After a week in Northern Vietnam I was ready to be on my way to Laos, a land mythically beautiful and less touristy. Unfortunately, given my current financial situation, my expedition was defined by my budget. This is sometimes a good thing, and sometimes a bad thing. In the case of reaching my destination, Vang Vieng, Laos, from Hanoi, it was… painful. “A 27 hour bus ride from hell”, a fellow passenger later described it.
I met people in Hanoi who had made the trek in reverse, “DON’T DO IT MATE!” an Aussie begged me with a crazed look in his eye that told me some parts of that bus ride would be with him for the rest of his life. I didn’t really have a choice, given it would swing an extra $180 dollars to fly. I’m young, if it can be done, I will do it. I strapped in at 5pm on a Sunday in late January. I had some vodka to help ease my sleep, but upon noticing that there wasn’t a bathroom on the bus, I knew that it was useless. I have the bladder the size of a 3rd grade school girl. Drinking vodka in this setting could only come back to haunt me, possibly for hours on end. Who knows how often they stop? After I finally nodded off, the bus stopped at 7 am. “Passport.” The Vietnamese driver stated. The entire bus passed forward our passports in confusion. The driver could not speak English. We all decided to use this opportunity to go to the bathroom. Who knows when we will stop again? This was truly a bus wreathed in mystery by the language barrier. I was the last to get out because I was in the back, but the cognitive wheels of the group had already started to turn. There, in maximum distance of visibility, 10 feet because of the misting rain and fog, was an official looking Vietnamese building. There’s something to this we all decided. We got our passports back, went inside and paid our exit tax for Vietnam. When we came out on the other side of the building we looked all around for our bus, but we could not find it. It wasn’t where we left it and it wasn’t on the other side. We all were wandering around this building in the frigid cold, on top of a mountain, I might add at 7:15am.
Eventually, we started asking the Vietnamese soldiers what was going on. They too, had limited English, but they had clearly learned one phrase in tandem with a gesture. “Walk to Laos”, one man said as he pointed vaguely into the mist. “Excuse me sir, I didn’t know that I should have gotten my compass, local map, and thermal goggles out of my bag before I got out of the bus. I figured I would just get them out on this side of the building and then run into the mist looking for ‘Laos.’” No luck. “Walk to Laos.” He repeats again and again while pointing. Our group was all thinking the same thing, “This guy can’t be serious.” Girls were in sandals, guys were in tank tops shivering, it had to be around 32 degrees, and nobody knew to prepare for this when getting off the bus for a pee break.
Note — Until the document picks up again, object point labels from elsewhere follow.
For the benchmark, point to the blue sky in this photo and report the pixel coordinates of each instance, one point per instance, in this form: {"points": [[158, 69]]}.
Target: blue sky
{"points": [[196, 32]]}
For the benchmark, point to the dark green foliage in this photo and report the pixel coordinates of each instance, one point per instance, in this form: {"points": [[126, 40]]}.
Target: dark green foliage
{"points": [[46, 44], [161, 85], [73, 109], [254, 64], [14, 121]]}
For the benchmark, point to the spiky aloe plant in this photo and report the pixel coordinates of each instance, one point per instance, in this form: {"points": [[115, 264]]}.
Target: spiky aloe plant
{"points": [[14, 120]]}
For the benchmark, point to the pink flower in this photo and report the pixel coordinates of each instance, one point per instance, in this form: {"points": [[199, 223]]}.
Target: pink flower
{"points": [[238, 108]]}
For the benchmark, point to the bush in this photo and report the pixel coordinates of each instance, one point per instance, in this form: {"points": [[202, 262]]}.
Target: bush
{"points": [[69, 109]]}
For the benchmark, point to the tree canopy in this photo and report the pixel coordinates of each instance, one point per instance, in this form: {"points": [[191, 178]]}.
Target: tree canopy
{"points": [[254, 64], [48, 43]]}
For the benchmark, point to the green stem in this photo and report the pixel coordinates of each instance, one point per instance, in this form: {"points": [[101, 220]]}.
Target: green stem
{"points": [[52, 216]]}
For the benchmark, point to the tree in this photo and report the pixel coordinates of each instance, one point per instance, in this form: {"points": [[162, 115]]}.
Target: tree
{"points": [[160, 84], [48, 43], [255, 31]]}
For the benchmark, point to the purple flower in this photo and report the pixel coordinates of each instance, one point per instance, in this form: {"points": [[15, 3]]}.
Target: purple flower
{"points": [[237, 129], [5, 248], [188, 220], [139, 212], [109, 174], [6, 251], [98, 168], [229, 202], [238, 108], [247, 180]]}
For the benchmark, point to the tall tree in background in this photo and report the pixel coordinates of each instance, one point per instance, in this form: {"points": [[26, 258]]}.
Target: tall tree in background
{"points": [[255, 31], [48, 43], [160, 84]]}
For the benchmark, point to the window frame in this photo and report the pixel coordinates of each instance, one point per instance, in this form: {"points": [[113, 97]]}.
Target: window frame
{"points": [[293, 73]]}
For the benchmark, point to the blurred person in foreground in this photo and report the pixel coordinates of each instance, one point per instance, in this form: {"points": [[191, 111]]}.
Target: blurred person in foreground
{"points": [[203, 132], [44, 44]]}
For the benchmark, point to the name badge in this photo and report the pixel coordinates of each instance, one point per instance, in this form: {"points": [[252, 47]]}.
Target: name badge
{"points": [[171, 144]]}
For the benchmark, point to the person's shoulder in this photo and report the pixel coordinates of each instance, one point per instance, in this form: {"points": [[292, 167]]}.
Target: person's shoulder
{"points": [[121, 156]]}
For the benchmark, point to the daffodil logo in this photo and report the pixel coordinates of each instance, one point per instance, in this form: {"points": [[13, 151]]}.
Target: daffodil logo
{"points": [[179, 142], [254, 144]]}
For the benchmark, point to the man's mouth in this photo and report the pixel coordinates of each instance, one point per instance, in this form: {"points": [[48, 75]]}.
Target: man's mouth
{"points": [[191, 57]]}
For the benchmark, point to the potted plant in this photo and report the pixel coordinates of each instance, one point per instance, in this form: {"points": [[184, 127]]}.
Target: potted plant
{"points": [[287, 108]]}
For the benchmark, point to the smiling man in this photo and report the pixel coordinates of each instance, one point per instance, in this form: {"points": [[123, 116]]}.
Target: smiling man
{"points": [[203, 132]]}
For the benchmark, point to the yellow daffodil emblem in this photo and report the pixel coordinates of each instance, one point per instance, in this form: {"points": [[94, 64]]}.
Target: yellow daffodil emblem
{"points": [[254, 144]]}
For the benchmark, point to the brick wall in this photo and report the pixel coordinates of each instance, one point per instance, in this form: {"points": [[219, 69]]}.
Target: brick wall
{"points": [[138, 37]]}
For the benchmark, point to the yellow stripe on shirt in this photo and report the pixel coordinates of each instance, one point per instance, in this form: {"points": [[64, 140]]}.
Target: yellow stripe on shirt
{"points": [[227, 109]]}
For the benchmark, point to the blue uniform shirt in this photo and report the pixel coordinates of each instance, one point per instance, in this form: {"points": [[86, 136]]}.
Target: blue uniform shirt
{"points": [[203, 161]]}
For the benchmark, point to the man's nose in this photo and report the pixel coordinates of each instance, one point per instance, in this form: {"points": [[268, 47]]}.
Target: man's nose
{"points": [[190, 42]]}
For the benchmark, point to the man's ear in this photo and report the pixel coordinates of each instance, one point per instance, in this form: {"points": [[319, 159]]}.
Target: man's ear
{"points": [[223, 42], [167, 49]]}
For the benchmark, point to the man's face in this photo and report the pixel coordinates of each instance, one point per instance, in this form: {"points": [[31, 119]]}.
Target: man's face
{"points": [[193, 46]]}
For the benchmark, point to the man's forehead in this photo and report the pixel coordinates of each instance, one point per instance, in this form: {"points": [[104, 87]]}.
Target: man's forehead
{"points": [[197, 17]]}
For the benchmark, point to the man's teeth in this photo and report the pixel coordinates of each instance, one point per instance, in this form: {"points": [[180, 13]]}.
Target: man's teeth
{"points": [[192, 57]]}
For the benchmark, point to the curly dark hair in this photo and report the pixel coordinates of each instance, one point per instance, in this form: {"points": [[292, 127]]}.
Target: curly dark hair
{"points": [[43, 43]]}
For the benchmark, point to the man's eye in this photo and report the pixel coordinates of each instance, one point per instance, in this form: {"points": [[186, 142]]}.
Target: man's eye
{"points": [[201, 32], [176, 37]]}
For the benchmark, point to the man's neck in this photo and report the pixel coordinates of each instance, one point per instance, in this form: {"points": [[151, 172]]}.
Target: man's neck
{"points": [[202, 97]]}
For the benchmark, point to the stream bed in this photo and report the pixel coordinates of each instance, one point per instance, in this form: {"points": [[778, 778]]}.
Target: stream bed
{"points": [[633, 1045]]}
We began our long blind walk into the mist searching for Laos as if it were a single treasure jest. I almost expected to hear somebody to my left or right, “hey guys, I found it. Yeah, it was right over here under this rock the whole time. We are so silly.” But, no. We were looking for a country. After wandering around for about an hour which included a trip back to the man/robot who sent us on this treasure hunt, we found the Laos border. We all bought our visas and found our bus on the other side. I have never been so happy to get back on a bus-- knowing that I have almost 12 more hours to go.